Is an 8% investment return realistic? Seems sort of aggressive.
 
You are obligated to work another 40 years :rant:...

This is a "scientific answer", based upon my current age, the year I expect to live to, and your contribution to my (expected) SS income in the future.

What did you expect :rolleyes: :confused:

- Ron
 
Thanks everybody!

Is an 8% investment return realistic? Seems sort of aggressive.

These guys are being "ultra-conservative". You have the good fortune of youth and the opportunity to take advantage of it.

You could also choose more volatile investments, with an eye towards greater returns. Things like small-cap index funds or international.

I'm not saying to bet it all on one investment - still do a diversified portfolio, but just more weighted towards risk.

That gives you the potential for 10-15% returns. At that rate (plus your phenomenol savings rate) you'd be looking to retire near 35! Of course the risk is that things could take a turn for the worse when you get there, which means you'll have to keep working.

So take a chance and maybe retire really early, or play it safe and definitely retire later. Your choice.
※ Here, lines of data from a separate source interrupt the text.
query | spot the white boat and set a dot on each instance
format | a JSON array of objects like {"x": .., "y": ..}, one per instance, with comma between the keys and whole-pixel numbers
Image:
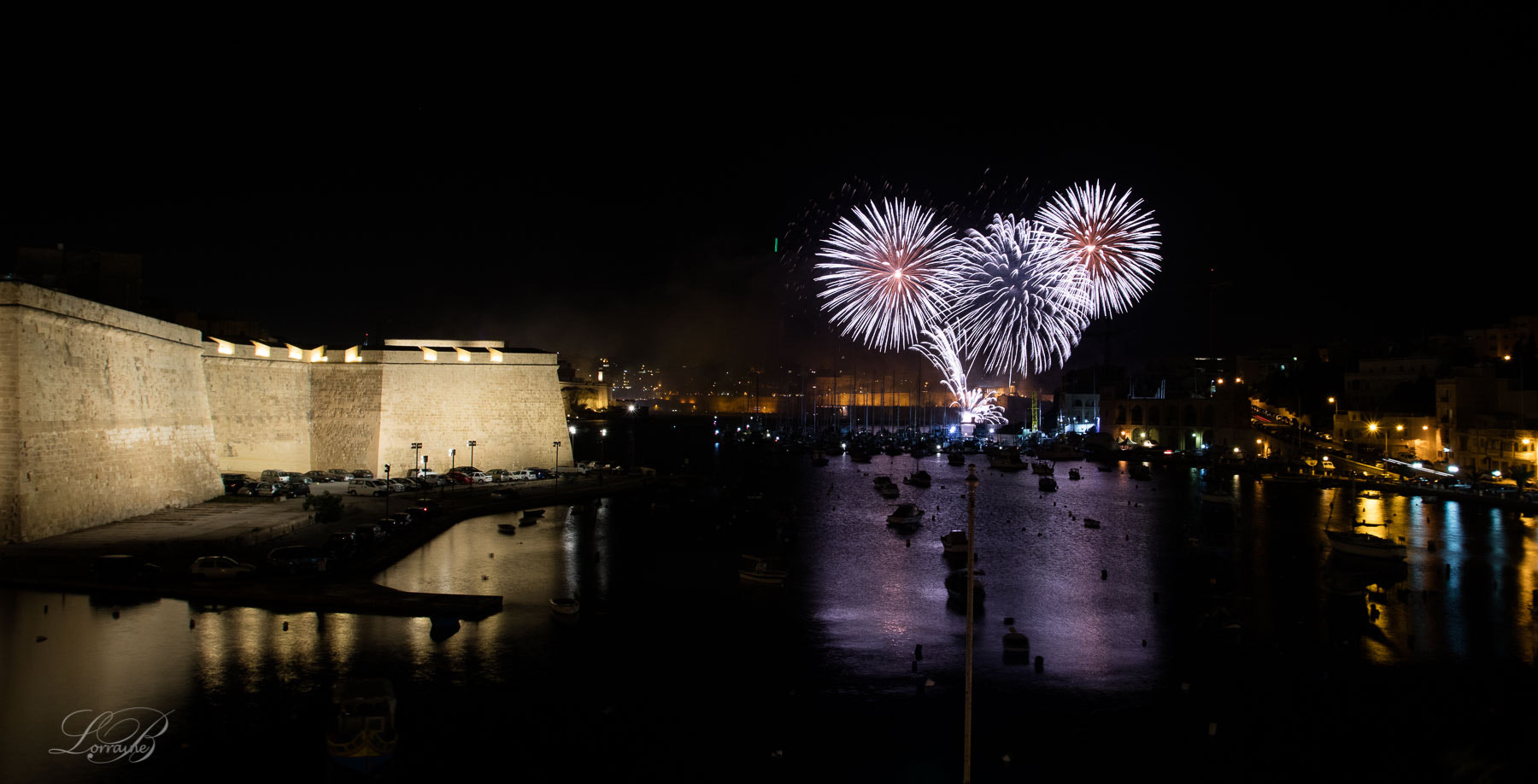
[
  {"x": 361, "y": 737},
  {"x": 955, "y": 586},
  {"x": 905, "y": 515},
  {"x": 1365, "y": 545},
  {"x": 757, "y": 569},
  {"x": 1015, "y": 643},
  {"x": 954, "y": 541},
  {"x": 1007, "y": 460}
]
BTW - I'm just some yahoo on the internet. Don't make major descisions based on this post! Go to the library and check out some books from the personal finance shelf and get smart on retirement investing.
 
Thanks everybody!

Is an 8% investment return realistic? Seems sort of aggressive.
History would suggest it's doable, but I don't believe we can expect history to repeat over the next 30-40 years. You are welcome to use whatever you like, I use 7% for my long term planning even though history would say my current portfolio AA will return just over 9.5%. I use Rick Ferri's forecast for long term planning, here it is Portfolio Solutions under 30 Year Market Forecast. No one can tell you for sure, or we'd all be rich.

I'd rather use conservative estimates and be "surprised" when my portfolio grows faster than I projected - guess I'd have to retire earlier. It looks like you're way ahead of the game, and I'd encourage you to stay on your current course for now - it will open up more options in your life than most will have. A lot harder to course correct later in life if you've over estimated returns...I cannot stress this enough at your age - arguably the best advice you can get at your financial stage in life. Best of luck.
 
+1 on Midpack's approach. I use the same "guesstimates" and fudge everything else in the plan against me. I'd rather be pleasantly suprised then dissappointed.